There are a number of ways the two types of fans are similar though. One of the most obvious is their team gear. Do all the shirts, caps and jackets they own with the team logo on them look new? Then they’re either a fair weather fan or bandwaggoner. In 2010 in San Francisco there was a huge influx of San Francisco Giants fair weather fans. Many knew next to nothing about ‘their team,’ but since the Giants were pulling off a surprising run in the playoffs, ‘fans’ were coming out of the woodwork. And new Giants gear was appearing on these ‘fans’ all over town.
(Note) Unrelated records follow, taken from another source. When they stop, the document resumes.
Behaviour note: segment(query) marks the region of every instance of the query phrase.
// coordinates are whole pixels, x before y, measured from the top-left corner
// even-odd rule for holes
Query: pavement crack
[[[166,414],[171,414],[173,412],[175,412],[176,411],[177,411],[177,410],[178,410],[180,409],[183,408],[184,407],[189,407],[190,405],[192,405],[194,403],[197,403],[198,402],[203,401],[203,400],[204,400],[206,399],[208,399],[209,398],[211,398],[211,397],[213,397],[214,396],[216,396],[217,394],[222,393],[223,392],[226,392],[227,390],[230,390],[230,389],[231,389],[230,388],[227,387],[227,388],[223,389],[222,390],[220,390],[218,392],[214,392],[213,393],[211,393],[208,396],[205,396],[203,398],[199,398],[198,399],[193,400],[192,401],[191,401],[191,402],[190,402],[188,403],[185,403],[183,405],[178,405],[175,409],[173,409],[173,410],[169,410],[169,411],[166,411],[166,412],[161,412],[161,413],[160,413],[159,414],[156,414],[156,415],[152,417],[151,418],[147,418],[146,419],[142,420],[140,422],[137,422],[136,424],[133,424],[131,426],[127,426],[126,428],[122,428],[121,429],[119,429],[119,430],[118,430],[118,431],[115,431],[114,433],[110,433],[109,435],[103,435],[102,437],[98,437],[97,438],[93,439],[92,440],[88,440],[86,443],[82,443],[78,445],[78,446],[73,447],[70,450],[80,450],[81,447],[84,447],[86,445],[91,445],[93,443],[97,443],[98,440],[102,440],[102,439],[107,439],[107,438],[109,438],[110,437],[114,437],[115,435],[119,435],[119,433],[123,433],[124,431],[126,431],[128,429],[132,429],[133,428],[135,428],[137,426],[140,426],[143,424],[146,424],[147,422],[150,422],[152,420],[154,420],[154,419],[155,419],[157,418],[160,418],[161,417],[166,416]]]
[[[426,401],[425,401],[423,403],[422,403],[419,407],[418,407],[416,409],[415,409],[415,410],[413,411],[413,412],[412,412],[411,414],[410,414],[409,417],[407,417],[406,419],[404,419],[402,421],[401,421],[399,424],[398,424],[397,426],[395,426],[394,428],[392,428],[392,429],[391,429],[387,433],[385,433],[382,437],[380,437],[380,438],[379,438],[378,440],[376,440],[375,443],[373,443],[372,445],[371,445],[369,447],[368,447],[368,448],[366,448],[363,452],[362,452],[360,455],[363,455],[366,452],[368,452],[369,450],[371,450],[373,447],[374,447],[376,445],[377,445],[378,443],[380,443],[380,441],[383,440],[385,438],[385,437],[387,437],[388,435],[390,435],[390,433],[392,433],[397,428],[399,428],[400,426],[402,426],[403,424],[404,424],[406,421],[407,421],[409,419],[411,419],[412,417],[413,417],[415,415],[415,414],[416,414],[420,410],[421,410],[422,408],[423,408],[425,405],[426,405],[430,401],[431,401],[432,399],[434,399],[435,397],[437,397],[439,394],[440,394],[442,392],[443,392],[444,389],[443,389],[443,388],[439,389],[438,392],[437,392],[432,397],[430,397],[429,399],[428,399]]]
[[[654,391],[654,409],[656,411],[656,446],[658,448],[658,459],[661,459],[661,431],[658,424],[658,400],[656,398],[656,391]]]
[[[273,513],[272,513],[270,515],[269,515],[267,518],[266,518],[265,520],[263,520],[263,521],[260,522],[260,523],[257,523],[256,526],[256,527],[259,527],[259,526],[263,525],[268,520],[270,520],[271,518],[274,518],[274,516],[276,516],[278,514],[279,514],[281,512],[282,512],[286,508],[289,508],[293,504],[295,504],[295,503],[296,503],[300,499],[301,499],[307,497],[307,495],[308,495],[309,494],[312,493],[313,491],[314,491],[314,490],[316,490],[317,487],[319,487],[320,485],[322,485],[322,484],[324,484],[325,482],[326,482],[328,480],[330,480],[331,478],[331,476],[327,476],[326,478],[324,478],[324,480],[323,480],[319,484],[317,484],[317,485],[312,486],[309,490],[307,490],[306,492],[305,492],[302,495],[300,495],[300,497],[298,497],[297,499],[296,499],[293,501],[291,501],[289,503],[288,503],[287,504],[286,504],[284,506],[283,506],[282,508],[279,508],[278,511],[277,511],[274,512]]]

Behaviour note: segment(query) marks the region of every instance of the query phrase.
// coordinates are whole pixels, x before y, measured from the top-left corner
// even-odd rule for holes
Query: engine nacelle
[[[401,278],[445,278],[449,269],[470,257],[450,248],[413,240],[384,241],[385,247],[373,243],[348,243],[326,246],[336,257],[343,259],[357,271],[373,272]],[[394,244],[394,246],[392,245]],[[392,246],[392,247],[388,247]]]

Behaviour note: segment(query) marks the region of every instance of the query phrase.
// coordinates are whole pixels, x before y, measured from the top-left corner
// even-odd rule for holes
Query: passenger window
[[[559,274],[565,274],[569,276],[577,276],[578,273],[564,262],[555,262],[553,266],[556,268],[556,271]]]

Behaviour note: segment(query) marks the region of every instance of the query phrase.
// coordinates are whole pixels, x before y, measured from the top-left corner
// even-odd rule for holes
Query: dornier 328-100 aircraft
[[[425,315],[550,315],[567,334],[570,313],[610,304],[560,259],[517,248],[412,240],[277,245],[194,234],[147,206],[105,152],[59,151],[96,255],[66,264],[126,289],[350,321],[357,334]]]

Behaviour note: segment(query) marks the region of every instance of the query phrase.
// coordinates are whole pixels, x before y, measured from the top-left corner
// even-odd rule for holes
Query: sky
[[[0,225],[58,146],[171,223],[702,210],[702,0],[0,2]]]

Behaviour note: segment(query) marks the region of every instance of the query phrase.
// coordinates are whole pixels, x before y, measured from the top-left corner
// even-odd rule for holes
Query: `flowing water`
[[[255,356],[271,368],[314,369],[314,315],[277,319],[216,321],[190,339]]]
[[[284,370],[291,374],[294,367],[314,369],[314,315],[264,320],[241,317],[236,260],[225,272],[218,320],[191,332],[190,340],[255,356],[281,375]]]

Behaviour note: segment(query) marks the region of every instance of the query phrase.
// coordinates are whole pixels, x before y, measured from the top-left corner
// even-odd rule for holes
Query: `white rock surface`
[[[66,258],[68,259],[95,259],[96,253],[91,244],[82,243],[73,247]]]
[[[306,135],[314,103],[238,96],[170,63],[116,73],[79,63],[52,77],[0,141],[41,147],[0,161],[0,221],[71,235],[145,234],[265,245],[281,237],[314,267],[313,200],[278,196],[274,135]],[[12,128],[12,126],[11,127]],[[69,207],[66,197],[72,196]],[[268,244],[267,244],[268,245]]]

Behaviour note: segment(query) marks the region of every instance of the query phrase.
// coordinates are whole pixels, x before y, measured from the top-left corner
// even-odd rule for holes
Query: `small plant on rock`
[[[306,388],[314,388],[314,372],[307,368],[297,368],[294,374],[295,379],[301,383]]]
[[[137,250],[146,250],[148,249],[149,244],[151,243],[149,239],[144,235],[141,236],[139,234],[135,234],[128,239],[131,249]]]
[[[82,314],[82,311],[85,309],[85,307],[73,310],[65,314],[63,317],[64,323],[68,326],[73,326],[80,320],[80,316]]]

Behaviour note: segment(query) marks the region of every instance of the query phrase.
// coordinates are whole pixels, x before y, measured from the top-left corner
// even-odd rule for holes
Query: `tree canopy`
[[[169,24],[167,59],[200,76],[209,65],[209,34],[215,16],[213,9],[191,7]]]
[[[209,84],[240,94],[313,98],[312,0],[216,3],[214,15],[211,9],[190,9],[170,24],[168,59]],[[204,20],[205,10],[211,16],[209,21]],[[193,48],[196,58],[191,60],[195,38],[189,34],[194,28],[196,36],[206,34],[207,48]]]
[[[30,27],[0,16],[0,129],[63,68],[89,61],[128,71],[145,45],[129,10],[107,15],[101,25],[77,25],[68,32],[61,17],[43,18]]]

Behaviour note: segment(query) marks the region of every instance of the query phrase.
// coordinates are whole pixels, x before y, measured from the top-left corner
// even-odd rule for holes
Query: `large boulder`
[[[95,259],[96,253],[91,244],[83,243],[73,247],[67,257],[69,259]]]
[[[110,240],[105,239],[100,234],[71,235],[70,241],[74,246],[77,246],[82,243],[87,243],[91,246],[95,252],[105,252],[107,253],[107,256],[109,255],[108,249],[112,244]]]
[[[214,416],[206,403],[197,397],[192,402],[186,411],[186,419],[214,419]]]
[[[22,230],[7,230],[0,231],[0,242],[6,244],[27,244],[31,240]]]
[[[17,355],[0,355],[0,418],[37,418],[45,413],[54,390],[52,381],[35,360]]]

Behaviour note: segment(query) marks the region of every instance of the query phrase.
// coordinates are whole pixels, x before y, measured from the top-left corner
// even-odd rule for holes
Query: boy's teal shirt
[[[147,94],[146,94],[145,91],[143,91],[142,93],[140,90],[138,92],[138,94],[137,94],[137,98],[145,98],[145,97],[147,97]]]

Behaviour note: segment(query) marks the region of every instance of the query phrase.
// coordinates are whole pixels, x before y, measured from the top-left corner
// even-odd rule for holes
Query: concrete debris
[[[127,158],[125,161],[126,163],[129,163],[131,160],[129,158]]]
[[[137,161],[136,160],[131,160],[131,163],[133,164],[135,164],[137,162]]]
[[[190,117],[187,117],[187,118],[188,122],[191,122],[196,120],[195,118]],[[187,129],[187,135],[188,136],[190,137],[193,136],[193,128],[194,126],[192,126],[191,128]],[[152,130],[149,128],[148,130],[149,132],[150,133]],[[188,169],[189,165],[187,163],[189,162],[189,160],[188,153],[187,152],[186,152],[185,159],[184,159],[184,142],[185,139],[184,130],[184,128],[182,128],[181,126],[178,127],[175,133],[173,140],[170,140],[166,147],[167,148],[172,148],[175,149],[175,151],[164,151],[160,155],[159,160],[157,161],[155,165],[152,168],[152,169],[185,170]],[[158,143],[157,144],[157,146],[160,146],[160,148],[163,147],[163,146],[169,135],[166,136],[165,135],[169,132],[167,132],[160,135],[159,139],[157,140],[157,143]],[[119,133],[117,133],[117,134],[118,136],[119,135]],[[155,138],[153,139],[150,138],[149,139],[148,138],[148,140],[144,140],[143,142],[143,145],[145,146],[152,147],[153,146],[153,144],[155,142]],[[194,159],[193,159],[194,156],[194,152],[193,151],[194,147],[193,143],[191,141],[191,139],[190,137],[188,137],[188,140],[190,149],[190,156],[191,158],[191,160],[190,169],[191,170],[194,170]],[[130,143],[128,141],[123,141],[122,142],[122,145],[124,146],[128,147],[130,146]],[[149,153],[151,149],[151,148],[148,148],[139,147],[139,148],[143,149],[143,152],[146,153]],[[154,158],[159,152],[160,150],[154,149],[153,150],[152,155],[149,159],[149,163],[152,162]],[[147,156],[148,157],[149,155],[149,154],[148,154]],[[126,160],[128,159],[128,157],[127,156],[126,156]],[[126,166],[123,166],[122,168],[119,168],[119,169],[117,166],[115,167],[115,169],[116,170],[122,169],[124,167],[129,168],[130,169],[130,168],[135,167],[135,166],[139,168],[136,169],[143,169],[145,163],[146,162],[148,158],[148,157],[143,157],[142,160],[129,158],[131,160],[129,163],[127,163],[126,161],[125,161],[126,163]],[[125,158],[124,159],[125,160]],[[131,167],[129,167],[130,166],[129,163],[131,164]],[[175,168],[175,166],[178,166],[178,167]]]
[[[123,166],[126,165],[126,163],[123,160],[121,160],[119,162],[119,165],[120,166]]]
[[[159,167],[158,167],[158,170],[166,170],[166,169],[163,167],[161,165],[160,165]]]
This fair weather fan experience was something new to me and it was what really gave me the idea for this post. I hadn’t seen anything like it. I’m from the midwest. People either like sports or they don’t. Yes, there are fair weather fans (they exist everywhere, every team has some), but not to the degree I was witnessing in San Francisco.

I have a good story about fair weather experiences in 2011, the year following the Giants World Series win.

–The next day I went to another Giants-Indians game (told you I don’t get to see them much…and yes, they lost…again). Justin Masterson was pitching for the Indians. In the first inning I hear the guy behind me say, “Oh, look at their pitcher’s batting average! .000, must be his first game. Welcome to the big leagues, bud!” Now, right next to Masterson’s batting average on the scoreboard was his record. 5-5. Five wins, five losses. He’s obviously pitched in at least ten games this season. It’s called interleague, bro. Our pitchers don’t bat in the American League, bro. Learn the game.

I like telling that story. And to all my Giants fan friends. I’m sorry. You’re not all fairweatherers. Many of you really do know baseball. You just have quite a few fairweatherers out there, more than I’m used to from the midwest. I guess there’s more to do around the Bay area, so people don’t dedicate as much time to sports. And a lot of people moved to this area from other parts of the country or even from outside the country. I have no problem with the fairweatherers, I just wish they didn’t try to act like they’re some kind of sports expert.

Back to my original question of which is worse – fairweatherer or bandwaggoners, I think I’ve answered that now, at least for myself. It’s the fair weather fan.